In my last post, I waxed sentimental about my 300th, not to mention 301st, addition to my 2006 year list. And yet, I failed to regale you with the gripping tale of year bird #299…
To avoid keeping you in cruel suspense any longer, I’ll reveal that the species in question was Snow Bunting, new not just to my year list, but my life list as well. The New York birding boards have been chatting up the appearance of snow buntings along the southern shore of Long Island with such nonchalance for the last few weeks that it seemed even I could find it. Sure, I’d have to go to Long Island, home of the Core Team’s collective alma mater, but for the right birds, I could bring myself to do it. Snow Bunting packaged with the possibility of Purple Sandpiper, Lapland Longspur, and Black Scoter was apparently enough to do the trick, as I found myself, teeth gritted against the cold, scanning for seafaring species in the frigid waters around the Jones Beach Coast Guard Station.

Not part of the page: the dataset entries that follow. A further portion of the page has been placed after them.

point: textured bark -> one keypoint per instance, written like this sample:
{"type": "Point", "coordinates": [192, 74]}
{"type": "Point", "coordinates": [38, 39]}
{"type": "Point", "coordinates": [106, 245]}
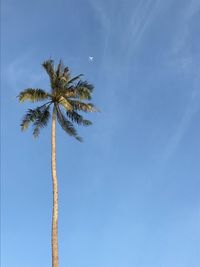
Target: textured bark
{"type": "Point", "coordinates": [54, 234]}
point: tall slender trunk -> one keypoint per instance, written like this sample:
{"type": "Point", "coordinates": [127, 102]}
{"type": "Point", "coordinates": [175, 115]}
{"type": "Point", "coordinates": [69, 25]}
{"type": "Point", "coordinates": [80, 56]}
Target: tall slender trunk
{"type": "Point", "coordinates": [54, 234]}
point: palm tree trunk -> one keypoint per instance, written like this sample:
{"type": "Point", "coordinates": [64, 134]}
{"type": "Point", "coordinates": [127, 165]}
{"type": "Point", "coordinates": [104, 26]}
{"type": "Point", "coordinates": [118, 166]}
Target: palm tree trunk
{"type": "Point", "coordinates": [54, 234]}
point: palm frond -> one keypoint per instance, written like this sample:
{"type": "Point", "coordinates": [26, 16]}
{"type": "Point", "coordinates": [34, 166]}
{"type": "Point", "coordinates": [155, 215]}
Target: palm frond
{"type": "Point", "coordinates": [33, 95]}
{"type": "Point", "coordinates": [65, 103]}
{"type": "Point", "coordinates": [39, 117]}
{"type": "Point", "coordinates": [49, 67]}
{"type": "Point", "coordinates": [60, 69]}
{"type": "Point", "coordinates": [75, 78]}
{"type": "Point", "coordinates": [82, 90]}
{"type": "Point", "coordinates": [75, 117]}
{"type": "Point", "coordinates": [41, 121]}
{"type": "Point", "coordinates": [66, 124]}
{"type": "Point", "coordinates": [86, 107]}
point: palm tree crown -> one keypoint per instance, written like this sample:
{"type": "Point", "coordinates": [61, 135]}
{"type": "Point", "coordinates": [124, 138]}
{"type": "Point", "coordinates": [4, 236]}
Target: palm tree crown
{"type": "Point", "coordinates": [68, 96]}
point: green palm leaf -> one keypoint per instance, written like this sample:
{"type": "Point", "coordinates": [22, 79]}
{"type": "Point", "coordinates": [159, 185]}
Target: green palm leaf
{"type": "Point", "coordinates": [74, 79]}
{"type": "Point", "coordinates": [82, 90]}
{"type": "Point", "coordinates": [66, 124]}
{"type": "Point", "coordinates": [86, 107]}
{"type": "Point", "coordinates": [49, 67]}
{"type": "Point", "coordinates": [75, 117]}
{"type": "Point", "coordinates": [39, 117]}
{"type": "Point", "coordinates": [33, 95]}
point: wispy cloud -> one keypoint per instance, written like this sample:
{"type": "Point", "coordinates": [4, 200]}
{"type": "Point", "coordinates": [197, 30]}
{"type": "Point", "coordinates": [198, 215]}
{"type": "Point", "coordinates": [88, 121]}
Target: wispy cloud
{"type": "Point", "coordinates": [192, 108]}
{"type": "Point", "coordinates": [140, 20]}
{"type": "Point", "coordinates": [182, 56]}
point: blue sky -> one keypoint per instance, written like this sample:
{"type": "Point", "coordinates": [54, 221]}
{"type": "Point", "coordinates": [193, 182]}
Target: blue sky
{"type": "Point", "coordinates": [129, 195]}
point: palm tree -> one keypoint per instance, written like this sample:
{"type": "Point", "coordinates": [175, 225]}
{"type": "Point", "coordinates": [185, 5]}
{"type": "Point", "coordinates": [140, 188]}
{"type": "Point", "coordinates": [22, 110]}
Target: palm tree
{"type": "Point", "coordinates": [68, 97]}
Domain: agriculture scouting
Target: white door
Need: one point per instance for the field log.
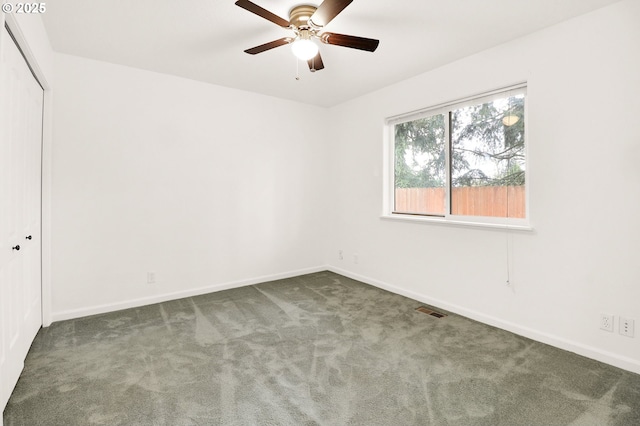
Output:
(21, 103)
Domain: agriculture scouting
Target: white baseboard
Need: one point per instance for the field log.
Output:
(611, 358)
(134, 303)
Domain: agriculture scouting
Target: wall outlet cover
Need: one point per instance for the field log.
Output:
(606, 322)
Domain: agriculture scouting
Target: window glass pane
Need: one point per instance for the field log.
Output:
(487, 159)
(420, 166)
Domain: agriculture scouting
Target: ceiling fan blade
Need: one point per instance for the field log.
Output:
(328, 10)
(315, 63)
(264, 13)
(361, 43)
(268, 46)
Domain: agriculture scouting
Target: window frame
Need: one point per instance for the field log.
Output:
(448, 218)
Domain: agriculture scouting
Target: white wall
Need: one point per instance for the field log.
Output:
(206, 186)
(582, 259)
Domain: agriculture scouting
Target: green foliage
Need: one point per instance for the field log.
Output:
(480, 142)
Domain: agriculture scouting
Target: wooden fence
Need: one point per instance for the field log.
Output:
(497, 201)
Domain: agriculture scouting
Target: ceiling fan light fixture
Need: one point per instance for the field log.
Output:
(303, 47)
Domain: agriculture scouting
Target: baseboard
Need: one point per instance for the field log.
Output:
(134, 303)
(549, 339)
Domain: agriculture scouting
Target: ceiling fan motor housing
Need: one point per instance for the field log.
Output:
(299, 15)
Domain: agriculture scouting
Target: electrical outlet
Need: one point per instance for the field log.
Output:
(625, 326)
(606, 322)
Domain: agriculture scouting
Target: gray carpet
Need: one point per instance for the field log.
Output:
(317, 349)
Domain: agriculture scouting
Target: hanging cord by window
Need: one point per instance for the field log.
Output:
(507, 231)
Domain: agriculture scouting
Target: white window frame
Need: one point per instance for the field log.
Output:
(448, 218)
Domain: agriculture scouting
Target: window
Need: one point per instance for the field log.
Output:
(463, 161)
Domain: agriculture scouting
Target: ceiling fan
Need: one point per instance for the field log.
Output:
(307, 22)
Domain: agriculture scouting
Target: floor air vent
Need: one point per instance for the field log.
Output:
(430, 312)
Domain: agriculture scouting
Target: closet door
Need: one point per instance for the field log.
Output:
(21, 102)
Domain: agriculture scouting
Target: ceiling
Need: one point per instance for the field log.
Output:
(205, 39)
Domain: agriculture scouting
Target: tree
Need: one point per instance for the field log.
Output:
(481, 136)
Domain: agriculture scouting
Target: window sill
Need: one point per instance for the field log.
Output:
(434, 220)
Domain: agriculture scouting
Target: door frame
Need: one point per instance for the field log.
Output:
(12, 22)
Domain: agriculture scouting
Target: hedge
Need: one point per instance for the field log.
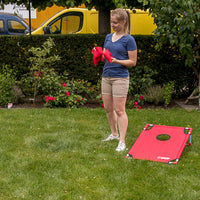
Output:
(76, 58)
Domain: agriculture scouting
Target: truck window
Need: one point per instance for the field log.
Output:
(2, 30)
(15, 27)
(69, 22)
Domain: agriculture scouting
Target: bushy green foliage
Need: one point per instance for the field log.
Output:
(177, 22)
(9, 92)
(160, 66)
(141, 77)
(41, 59)
(168, 90)
(154, 95)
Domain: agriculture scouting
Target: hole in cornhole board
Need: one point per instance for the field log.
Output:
(161, 143)
(163, 137)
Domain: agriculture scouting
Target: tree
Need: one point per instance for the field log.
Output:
(178, 21)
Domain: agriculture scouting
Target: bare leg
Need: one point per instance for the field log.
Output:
(110, 112)
(119, 107)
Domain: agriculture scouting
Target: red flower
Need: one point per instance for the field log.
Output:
(78, 100)
(38, 73)
(141, 98)
(49, 98)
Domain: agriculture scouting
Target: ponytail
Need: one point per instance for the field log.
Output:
(123, 15)
(127, 24)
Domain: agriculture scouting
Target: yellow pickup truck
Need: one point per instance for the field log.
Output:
(82, 20)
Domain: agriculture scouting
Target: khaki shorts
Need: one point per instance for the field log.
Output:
(117, 87)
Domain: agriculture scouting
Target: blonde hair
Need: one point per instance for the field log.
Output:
(121, 16)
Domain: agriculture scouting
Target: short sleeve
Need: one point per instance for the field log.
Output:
(131, 44)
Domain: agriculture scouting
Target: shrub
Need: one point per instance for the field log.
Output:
(9, 92)
(141, 77)
(167, 92)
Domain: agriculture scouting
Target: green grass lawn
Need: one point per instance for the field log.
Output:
(55, 154)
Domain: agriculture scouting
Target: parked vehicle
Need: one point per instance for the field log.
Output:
(13, 25)
(82, 20)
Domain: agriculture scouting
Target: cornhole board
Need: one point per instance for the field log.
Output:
(161, 143)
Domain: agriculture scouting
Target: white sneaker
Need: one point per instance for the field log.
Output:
(121, 146)
(111, 137)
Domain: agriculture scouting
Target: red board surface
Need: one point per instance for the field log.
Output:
(150, 145)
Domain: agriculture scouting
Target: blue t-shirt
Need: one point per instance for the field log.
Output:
(119, 50)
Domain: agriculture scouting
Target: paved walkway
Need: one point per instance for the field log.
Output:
(186, 106)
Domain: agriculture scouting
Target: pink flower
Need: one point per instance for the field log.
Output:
(38, 73)
(49, 98)
(78, 100)
(141, 98)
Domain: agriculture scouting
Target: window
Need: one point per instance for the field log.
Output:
(15, 27)
(2, 29)
(69, 22)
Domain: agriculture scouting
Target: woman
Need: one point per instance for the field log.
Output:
(115, 78)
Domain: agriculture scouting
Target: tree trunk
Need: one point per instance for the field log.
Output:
(104, 21)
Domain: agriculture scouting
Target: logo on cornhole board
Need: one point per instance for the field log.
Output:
(161, 143)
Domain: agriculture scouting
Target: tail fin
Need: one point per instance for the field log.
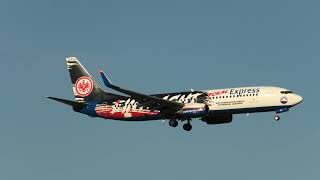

That Purple Sandpiper I hoped for turned out to be a Black-bellied Plover lording it over a flock of Dunlin and a sole Sanderling. A wayward godwit rumored to be hanging around was nowhere to be found amidst a large group of American Oystercatchers hunkered down against the wind. And though I suspect I caught a fleeting glimpse of a Black Scoter, the one scoter I haven’t seen in a while, winging it on the oceanside, it was too far to ID for sure. But I had no problem making out some spectacular Long-tailed Ducks, as close as I’ve ever seen them, as well as a cool, collected Common Loon. The bay also held Red-breasted Mergansers and American Black Ducks.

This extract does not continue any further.